In the last act of the Crucible, Elizabeth Proctor pleads with her husband John to confess to witchcraft so that he may live and they can be as a family again. And at first he does – verbally – confess to having practiced witchcraft. To the court, this isn't enough. It must have a signed confession. This Proctor cannot do. He rips the written confession to pieces and shouts out that it is his name, it is all he has. "I have given you my soul; leave me my name." I have no name to save. All I have is my pride; I've nothing else. I'm so far afield from the shy, timid girl I started life as that I couldn't tell you who I am now. There are those who refer to me as Lady Jaye, covert operative for the G.I. Joe team. Some know me as Alison Hart-Burnett, the slightly recluse daughter of the late Elizabeth and James, heir to the controlling share of the Hart corporate empire. Still others knew me as someone else entirely. I've given up my name; leave me my pride.
It was a false thought, pride. I thought I was safe. Each part of me was carefully practiced and put through the paces. I could play the different me's in my sleep. All the world was truly my stage. I didn't have to fear not getting myself back. It was never a possibility. There was nothing to which I could return.

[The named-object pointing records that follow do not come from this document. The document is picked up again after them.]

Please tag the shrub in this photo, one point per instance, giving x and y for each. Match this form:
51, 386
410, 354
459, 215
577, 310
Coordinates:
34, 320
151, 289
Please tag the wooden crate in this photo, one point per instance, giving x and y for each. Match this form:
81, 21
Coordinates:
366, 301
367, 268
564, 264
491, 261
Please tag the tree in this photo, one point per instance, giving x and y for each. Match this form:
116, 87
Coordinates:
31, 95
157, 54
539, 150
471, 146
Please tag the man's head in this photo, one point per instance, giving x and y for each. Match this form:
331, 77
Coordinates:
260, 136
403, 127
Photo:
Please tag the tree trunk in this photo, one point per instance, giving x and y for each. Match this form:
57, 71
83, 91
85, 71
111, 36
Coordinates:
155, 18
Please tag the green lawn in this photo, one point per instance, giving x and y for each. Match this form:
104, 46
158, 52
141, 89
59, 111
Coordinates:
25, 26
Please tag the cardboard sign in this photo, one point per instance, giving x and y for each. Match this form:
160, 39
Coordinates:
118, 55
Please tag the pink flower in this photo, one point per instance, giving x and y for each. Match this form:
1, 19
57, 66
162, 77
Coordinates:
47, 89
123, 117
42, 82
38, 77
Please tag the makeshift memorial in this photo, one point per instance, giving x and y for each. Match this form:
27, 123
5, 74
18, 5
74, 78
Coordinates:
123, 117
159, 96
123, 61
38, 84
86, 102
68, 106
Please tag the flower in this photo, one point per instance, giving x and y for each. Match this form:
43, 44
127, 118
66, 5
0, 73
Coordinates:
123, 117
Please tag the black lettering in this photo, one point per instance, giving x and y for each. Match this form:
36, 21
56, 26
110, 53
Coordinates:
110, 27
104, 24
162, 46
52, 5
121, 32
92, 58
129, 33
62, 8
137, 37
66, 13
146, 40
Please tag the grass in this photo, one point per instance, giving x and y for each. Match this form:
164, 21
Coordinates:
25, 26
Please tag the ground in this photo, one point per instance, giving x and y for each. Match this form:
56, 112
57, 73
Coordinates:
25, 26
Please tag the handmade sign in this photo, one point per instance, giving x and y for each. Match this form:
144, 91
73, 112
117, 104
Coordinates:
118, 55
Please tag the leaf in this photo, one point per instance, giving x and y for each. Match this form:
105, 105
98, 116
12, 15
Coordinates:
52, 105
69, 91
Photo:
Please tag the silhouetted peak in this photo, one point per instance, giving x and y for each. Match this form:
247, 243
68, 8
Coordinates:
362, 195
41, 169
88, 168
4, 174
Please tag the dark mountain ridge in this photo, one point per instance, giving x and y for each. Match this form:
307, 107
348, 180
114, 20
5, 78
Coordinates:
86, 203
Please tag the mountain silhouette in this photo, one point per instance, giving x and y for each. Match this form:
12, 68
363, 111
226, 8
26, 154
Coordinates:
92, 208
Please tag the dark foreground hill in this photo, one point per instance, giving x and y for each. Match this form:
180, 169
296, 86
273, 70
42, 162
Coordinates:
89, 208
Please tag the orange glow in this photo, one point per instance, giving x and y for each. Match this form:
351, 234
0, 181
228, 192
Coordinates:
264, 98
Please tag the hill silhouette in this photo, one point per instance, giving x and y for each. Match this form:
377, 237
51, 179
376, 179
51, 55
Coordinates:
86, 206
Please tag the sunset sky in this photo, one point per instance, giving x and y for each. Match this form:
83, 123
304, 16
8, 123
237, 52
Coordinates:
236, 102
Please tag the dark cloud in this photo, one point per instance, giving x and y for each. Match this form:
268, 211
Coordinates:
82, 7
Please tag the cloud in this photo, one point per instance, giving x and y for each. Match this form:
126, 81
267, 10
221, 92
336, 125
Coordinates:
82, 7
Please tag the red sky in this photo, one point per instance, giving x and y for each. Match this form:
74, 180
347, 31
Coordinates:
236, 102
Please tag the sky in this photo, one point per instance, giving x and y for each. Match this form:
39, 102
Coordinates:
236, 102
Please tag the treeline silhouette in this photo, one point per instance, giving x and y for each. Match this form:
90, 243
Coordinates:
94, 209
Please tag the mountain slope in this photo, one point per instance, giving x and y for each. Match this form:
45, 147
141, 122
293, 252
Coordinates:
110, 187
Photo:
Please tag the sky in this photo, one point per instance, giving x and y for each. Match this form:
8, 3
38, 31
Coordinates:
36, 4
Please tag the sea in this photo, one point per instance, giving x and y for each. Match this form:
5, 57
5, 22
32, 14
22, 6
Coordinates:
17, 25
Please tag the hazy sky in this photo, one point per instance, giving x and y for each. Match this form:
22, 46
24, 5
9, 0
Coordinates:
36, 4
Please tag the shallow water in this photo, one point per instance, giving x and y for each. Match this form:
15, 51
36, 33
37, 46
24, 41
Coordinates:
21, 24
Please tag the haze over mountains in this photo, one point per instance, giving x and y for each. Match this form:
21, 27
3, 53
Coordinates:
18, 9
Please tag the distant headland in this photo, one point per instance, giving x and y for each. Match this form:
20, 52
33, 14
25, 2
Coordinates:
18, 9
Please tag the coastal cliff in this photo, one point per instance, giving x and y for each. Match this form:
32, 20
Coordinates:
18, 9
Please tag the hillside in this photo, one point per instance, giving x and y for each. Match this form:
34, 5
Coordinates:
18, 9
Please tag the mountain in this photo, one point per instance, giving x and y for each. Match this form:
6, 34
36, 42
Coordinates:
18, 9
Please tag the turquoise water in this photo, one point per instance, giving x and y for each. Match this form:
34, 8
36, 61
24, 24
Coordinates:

Or so I thought. You are never as good as you think. I wasn't that good. There is a person that is me and I have a name. I've hidden it though, even from the one person I was supposed to have let in. It's haunted me ever since. And now, I will have to let him know who I am. I can hear his footsteps scrunching across the wet grass. Soon he'll want to know. He deserves as much.
Looking back at everything that's happened, I realize now that they were right. Losing your cover is the worst thing that can happen. Not in the way they meant. They had the bottom line in mind. To them, it was all part of some cost-saving operational measure. When you're in training, they don't always have the most altruistic motives for the advice they dole out. You kind of have to look out for yourself. To them, you are an investment. If they invest a hefty chunk of time and resources into creating an identity for you, they want to maximize their return. You can become a useless commodity pretty fast in this line of work. But if you run, if you preserve your cover, there's a chance that they can salvage some of that. They can reinsert you later when things have cleared. If you get caught, they can't go back, not if they're being honest with themselves.
That's not why I believe them now. I believe them because losing your cover is the worst thing when it hides the only thing you have left. My cover hid me. So it begs the question, if I believed, why didn't I run? I don't know. It's rare for people to be asked the question which puts them squarely in front of themselves. I guess I thought I could pull it out, perpetuate the lie. My foolish pride. And now I know better. Losing my cover means that everything I've done is stripped away. I wish I could run, but there's no place to go. What happens now I dread. But he's here and he should know the truth. While I fear it won't be, I can only hold out hope that it will be enough. If it isn't, at least the worst part will be over. My cover's blown.